Based on the previously conducted research [20] of polyester knitted fabrics with a hydrophilic surface, for which the greatest changes were found between 30 and 120 min, the Dallon^® H vascular prosthesis was assessed in this respect. The values of the coagulation system parameters obtained in our research after this contact time are comparable with the values obtained for hydrophilic polyester knitted fabrics.

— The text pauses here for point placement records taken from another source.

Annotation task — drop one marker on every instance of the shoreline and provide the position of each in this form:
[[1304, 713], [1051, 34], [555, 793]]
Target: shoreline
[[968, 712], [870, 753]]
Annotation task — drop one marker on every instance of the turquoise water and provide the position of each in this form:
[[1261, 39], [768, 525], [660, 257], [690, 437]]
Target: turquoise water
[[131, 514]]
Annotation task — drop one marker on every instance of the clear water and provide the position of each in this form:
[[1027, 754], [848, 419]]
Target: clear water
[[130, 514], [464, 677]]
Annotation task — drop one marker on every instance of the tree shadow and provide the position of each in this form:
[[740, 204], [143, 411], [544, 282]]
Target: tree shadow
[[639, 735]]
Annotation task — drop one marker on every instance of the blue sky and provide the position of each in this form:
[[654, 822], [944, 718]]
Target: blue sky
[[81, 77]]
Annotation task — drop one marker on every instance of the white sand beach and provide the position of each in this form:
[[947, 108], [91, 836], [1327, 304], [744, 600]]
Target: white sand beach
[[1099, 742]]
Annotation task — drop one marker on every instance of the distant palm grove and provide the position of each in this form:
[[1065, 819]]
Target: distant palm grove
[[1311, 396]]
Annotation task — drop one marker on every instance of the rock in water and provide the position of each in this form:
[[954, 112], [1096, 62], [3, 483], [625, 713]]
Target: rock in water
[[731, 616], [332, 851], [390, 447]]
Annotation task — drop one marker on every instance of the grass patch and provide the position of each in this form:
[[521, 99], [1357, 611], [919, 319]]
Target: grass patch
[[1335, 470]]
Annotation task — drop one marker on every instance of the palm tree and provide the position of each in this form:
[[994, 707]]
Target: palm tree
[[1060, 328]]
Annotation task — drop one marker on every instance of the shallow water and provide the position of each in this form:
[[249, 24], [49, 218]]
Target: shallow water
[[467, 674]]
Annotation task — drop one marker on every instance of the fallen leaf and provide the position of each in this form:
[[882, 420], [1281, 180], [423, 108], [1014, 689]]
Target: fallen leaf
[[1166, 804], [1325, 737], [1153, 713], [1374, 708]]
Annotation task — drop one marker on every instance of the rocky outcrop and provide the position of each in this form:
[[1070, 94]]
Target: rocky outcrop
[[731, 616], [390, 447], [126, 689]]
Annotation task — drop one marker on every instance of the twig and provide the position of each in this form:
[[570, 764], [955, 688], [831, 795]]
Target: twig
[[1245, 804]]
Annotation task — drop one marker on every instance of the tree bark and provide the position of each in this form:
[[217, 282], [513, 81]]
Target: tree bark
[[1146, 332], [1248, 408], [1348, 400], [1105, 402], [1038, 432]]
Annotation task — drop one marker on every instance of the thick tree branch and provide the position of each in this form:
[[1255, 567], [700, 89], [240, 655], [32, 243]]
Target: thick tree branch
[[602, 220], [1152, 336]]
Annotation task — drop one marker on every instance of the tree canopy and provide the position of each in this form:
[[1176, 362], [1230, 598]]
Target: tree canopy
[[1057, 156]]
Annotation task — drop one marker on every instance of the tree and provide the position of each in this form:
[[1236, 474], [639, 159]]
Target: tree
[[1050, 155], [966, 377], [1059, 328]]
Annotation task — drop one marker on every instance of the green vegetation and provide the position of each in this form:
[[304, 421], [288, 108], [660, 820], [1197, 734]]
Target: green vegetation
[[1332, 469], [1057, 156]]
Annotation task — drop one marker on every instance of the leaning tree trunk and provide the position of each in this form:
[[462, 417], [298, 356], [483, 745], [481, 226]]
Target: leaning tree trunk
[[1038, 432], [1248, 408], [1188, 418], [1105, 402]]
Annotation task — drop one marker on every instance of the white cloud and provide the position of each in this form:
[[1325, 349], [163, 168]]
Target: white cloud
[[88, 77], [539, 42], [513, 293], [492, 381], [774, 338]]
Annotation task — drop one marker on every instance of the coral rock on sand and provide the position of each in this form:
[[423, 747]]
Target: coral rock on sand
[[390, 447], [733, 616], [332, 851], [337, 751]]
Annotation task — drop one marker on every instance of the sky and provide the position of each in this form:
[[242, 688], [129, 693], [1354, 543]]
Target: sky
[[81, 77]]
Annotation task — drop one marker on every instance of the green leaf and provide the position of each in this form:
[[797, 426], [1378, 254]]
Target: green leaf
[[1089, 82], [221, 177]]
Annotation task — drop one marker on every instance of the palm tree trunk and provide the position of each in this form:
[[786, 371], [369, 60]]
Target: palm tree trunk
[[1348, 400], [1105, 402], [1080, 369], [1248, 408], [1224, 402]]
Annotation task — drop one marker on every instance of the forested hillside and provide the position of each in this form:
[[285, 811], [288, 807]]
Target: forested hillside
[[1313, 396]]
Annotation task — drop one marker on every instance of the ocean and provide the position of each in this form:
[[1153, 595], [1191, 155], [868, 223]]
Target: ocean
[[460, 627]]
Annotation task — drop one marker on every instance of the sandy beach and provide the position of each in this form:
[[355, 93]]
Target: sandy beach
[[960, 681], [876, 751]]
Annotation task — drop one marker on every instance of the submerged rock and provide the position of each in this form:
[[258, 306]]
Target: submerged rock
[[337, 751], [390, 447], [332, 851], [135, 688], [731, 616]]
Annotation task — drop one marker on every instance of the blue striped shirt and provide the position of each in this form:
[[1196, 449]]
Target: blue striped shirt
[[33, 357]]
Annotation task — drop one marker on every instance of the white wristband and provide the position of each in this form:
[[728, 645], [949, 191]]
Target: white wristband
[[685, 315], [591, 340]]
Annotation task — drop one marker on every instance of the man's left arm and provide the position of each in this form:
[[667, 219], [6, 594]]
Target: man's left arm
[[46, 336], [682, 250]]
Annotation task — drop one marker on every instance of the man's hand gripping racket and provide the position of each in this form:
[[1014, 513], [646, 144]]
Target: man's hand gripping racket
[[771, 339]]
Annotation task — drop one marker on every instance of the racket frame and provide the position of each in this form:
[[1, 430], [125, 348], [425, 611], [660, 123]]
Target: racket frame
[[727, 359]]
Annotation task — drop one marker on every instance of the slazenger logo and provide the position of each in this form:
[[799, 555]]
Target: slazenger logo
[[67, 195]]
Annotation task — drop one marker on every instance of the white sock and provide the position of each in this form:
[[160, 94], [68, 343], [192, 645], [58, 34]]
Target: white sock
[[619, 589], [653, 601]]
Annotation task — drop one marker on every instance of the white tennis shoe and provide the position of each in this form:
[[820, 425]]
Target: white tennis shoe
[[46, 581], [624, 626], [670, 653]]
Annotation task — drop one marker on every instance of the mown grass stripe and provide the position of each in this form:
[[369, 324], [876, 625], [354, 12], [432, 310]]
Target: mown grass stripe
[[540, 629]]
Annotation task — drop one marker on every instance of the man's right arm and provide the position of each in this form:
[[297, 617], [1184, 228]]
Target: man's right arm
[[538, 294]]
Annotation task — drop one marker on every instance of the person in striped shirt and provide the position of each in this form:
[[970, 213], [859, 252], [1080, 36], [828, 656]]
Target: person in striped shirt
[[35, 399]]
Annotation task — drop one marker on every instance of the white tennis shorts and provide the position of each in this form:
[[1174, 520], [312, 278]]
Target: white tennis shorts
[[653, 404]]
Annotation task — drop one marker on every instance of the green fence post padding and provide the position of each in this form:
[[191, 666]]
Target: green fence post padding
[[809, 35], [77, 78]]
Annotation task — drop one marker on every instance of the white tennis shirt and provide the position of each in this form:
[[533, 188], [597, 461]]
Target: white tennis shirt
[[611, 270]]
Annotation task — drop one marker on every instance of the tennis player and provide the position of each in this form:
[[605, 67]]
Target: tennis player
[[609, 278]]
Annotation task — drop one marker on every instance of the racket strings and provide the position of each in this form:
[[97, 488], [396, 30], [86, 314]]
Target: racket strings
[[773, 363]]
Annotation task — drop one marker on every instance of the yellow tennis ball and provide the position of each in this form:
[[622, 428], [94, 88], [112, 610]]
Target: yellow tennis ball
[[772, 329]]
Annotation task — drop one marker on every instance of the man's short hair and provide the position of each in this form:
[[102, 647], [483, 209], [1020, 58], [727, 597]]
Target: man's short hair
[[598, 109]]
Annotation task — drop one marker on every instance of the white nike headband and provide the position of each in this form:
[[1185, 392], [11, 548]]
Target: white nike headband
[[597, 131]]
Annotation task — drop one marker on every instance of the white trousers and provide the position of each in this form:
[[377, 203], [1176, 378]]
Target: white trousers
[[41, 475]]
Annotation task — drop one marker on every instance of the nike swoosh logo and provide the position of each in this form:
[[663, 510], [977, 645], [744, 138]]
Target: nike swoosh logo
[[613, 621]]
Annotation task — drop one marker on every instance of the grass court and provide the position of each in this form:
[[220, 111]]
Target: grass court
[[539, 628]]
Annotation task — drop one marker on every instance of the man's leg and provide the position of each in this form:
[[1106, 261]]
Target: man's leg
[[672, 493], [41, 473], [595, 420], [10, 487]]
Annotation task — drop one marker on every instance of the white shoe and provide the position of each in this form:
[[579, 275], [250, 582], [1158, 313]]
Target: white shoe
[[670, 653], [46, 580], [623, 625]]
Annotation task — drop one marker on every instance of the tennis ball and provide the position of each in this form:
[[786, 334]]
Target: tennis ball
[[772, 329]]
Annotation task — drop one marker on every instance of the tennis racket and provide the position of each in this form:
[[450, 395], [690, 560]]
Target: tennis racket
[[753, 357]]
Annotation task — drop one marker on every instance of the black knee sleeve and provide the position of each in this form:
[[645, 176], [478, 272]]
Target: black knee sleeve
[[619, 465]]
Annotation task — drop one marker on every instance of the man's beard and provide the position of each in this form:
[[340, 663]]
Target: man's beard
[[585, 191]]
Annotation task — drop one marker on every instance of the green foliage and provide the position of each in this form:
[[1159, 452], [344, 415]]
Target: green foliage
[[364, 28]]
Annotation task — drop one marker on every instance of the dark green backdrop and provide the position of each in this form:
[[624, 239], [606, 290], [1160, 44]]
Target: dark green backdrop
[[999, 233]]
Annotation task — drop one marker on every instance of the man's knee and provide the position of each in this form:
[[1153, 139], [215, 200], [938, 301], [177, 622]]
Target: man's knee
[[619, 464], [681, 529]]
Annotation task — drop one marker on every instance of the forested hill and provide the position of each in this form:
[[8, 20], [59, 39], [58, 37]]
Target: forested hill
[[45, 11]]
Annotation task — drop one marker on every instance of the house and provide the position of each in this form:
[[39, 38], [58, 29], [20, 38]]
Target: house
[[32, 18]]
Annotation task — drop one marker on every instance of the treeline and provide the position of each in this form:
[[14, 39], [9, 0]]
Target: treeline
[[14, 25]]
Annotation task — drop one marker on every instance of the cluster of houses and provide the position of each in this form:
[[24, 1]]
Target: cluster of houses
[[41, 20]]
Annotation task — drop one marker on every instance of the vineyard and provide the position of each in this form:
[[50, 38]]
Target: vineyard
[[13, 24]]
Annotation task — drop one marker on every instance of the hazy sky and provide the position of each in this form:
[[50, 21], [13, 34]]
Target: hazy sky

This is associated with the beneficial properties of minimizing the process of clotting and thus reducing the amount of blood needed to saturate material during implantation. Implantation and intraoperative studies of the Dallon^® and Dallon^® H vascular prostheses for the porcine thoracic aorta, carried out by Milewski et al. [13] and Paluch and Szymonowicz [27], showed that preclotting is not necessary in the case of the Dallon^® H, and the healing process of both prostheses is similar and correct [13,28]. Moreover, published studies by Karaszewska and Buchenska [31,32] showed the possibility of an additional modification of the Dallon^® H by saturation with amoxicillin, which additionally increases its properties with antibacterial activity in relation to strains responsible for hospital infections, such as S. aureus and E. coli. In addition, the researchers observed that saturation of the Dallon^® H vascular prosthesis with biocide did not cause irritation in in vivo studies carried out on rabbits [32]. The above properties of these prostheses indicate that the Dallon^® H is a material with significant clinical potential, especially considering the fact that the introduction of knitted vascular prostheses to the bloodstream may cause an imbalance in the haemostatic system.

5. Conclusions

Vascular prosthesis Dallon^® H bilateral velvet is characterized by hydrophilic properties and large mechanical strength. In the studies of the plasmatic coagulation system, after a temporal contact of blood with the Dallon^® H, the prolongation of partial thromboplastin time after the activation and decreased activity of factor XII, IX and VIII with the normal prothrombin time values were observed. Prolongation of thrombin time and decrease in fibrinogen concentration was observed in the initial period of the experiment. The activity of plasminogen and natural anticoagulants of coagulation, antithrombin III and protein C remained unchanged. Vascular prosthesis Dallon^® H in contact with blood affects the coagulation parameters, which is the result of absorption of blood through the prosthesis and its seal.